Friday, April 22, 2022

FRIDAY MUSIC: Béla Bartók, by JD

It is good to get away from the famous names to explore the lesser known names of classical music. Even better when they draw on traditional folk melodies of their homeland so here is a selection from the Hungarian Béla Bartók.

Béla Bartók was born in the Hungarian town of Nagyszentmiklós (now Sînnicolau Mare in Romania) on 25 March 1881, and received his first instruction in music from his mother, a very capable pianist; his father, the headmaster of a local school, was also musical.

Bartók’s earliest compositions offer a blend of late Romanticism and nationalist elements, formed under the influences of Wagner, Brahms, Liszt and Strauss, and resulting in works such as Kossuth, an expansive symphonic poem written when he was 23.

Around 1905 his friend and fellow-composer Zoltán Kodály directed his attention to Hungarian folk music and, coupled with his discovery of the music of Debussy, Bartók’s musical language changed dramatically: it acquired greater focus and purpose. But as he absorbed more and more of the spirit of Hungarian folk songs and dances, his own music grew tighter, more concentrated, chromatic and dissonant – and although a sense of key is sometimes lost in individual passages, Bartók never espoused atonality as a compositional technique.

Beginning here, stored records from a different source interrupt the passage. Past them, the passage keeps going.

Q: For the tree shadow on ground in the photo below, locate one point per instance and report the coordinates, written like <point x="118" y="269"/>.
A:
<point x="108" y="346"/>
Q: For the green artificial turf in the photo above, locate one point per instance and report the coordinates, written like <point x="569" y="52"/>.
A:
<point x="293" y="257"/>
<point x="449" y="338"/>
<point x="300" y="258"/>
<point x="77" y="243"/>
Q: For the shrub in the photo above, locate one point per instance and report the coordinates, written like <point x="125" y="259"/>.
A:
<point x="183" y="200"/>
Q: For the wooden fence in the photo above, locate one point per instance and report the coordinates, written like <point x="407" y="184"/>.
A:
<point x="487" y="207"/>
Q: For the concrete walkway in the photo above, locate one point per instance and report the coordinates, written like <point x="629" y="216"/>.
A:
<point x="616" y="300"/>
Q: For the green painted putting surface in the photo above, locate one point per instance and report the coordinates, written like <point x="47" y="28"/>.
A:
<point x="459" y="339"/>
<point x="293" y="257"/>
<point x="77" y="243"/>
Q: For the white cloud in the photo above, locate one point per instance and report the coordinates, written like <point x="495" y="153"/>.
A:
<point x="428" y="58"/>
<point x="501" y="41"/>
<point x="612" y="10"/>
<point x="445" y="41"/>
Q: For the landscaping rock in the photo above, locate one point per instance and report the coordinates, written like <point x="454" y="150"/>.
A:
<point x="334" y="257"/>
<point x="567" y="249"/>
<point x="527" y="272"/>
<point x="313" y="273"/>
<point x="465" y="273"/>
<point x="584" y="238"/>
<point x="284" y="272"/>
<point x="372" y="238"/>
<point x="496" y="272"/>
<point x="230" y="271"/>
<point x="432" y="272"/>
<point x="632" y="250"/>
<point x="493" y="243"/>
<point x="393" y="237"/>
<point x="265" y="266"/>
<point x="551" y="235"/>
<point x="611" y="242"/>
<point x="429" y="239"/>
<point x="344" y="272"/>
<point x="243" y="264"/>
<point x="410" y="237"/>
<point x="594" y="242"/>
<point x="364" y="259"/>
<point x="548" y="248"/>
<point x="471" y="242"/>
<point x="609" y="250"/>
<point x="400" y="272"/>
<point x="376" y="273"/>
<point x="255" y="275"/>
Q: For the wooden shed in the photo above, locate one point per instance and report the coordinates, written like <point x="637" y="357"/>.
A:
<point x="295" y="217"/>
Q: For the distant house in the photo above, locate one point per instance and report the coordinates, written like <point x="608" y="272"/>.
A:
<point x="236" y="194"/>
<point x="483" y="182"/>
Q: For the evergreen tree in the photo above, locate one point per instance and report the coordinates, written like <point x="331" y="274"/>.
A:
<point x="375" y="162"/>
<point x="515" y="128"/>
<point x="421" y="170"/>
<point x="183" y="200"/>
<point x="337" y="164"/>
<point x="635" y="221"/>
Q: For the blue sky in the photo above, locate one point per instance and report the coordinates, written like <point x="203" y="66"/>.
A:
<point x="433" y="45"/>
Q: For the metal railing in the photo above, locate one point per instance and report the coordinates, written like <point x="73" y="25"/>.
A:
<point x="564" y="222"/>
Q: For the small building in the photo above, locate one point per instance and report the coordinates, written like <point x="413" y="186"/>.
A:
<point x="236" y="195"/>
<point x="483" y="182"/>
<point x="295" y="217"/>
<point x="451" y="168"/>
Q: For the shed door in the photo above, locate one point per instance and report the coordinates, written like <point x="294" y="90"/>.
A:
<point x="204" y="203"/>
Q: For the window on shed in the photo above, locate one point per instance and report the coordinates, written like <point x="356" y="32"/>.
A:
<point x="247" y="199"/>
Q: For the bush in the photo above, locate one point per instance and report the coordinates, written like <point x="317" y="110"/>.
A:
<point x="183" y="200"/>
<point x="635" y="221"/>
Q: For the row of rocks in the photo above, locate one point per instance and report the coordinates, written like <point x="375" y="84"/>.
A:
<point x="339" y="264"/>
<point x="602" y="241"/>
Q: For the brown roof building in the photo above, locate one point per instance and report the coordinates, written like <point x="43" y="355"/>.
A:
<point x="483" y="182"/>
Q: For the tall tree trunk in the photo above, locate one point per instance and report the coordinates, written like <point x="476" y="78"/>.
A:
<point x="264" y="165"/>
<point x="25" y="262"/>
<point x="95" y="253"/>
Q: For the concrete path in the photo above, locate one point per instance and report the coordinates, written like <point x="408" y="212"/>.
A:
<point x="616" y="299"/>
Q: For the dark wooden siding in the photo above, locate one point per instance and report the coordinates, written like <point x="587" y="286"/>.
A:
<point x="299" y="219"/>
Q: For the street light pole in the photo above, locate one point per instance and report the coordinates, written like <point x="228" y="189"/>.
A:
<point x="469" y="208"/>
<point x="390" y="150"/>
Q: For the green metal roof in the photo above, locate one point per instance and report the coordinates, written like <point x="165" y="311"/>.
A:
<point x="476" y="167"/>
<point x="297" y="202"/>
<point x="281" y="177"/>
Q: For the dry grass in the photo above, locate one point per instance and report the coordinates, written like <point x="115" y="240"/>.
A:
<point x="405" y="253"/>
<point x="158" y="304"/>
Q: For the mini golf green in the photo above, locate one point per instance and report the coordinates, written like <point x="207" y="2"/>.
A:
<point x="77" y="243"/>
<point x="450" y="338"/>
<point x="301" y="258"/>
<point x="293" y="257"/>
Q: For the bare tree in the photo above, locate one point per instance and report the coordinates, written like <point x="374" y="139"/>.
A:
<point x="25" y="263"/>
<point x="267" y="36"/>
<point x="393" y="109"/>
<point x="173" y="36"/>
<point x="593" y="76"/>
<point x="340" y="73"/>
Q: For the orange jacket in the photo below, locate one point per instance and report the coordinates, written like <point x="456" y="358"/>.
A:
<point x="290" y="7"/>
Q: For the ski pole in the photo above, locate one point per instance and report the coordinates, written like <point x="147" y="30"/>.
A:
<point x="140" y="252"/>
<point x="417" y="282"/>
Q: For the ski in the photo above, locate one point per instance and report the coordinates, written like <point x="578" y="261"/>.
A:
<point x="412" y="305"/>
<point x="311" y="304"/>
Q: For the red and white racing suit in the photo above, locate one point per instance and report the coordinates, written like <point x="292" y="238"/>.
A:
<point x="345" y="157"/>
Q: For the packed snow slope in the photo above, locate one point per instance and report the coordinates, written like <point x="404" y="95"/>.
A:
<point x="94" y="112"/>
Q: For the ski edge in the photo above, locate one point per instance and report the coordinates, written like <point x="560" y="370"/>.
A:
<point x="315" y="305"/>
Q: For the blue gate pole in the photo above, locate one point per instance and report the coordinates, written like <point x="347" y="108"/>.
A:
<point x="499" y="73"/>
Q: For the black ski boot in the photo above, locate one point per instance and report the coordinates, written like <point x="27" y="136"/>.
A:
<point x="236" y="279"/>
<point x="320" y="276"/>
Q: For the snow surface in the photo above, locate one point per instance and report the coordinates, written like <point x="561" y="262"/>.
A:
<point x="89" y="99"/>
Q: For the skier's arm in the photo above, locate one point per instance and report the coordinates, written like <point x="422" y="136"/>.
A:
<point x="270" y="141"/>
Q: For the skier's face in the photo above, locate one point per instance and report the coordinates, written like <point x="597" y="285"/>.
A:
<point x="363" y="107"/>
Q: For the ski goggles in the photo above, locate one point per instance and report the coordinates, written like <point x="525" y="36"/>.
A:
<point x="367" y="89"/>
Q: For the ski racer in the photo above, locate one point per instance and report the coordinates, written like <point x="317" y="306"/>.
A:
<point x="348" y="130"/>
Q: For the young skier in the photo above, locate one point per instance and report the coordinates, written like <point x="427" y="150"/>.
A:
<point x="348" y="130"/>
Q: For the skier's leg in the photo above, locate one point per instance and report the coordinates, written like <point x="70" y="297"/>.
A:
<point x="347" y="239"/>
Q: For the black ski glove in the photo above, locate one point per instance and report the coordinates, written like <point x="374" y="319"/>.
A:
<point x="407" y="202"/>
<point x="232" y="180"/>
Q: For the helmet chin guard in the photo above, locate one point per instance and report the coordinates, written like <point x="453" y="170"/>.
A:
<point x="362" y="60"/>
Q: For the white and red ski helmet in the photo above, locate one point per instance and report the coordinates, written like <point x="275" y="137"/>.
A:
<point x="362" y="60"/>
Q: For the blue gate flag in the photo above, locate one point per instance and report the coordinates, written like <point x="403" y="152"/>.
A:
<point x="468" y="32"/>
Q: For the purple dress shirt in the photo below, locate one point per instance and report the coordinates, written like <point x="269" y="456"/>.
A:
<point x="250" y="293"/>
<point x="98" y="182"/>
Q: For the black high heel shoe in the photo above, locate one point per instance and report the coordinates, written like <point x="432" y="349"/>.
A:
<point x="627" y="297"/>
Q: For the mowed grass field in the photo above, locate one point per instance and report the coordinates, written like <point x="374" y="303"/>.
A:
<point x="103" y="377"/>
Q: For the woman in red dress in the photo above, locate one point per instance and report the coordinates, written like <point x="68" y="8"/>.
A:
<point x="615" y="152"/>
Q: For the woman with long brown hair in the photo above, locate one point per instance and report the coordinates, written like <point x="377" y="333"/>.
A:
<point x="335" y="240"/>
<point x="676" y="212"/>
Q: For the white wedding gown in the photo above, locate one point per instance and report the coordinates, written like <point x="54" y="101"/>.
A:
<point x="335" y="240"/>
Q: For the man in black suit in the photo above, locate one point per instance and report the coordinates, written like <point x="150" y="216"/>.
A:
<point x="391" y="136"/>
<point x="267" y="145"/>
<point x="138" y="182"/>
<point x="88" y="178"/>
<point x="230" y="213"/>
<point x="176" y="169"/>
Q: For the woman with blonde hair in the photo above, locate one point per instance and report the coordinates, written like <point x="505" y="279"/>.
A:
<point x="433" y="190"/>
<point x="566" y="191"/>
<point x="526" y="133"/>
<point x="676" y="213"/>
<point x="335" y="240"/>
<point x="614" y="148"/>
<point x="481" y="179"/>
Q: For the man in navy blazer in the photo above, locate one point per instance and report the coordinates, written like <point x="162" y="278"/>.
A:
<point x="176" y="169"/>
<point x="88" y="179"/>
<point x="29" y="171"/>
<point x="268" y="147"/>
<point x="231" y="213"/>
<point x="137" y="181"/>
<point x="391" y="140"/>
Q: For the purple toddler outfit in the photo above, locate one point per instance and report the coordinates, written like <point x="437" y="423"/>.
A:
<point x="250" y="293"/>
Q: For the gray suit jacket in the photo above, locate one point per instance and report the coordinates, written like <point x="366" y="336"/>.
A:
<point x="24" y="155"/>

His interest in folk music was not merely passive: Bartók was an assiduous ethnomusicologist, his first systematic collecting trips in Hungary being undertaken with Kodály, and in 1906 they published a volume of the songs they had collected. Thereafter Bartók’s involvement grew deeper and his scope wider, encompassing a number of ethnic traditions both near at hand and further afield: Transylvanian, Romanian, North African and others. Bartók died from polycythemia (a form of leukemia) on 26 September 1945 in New York.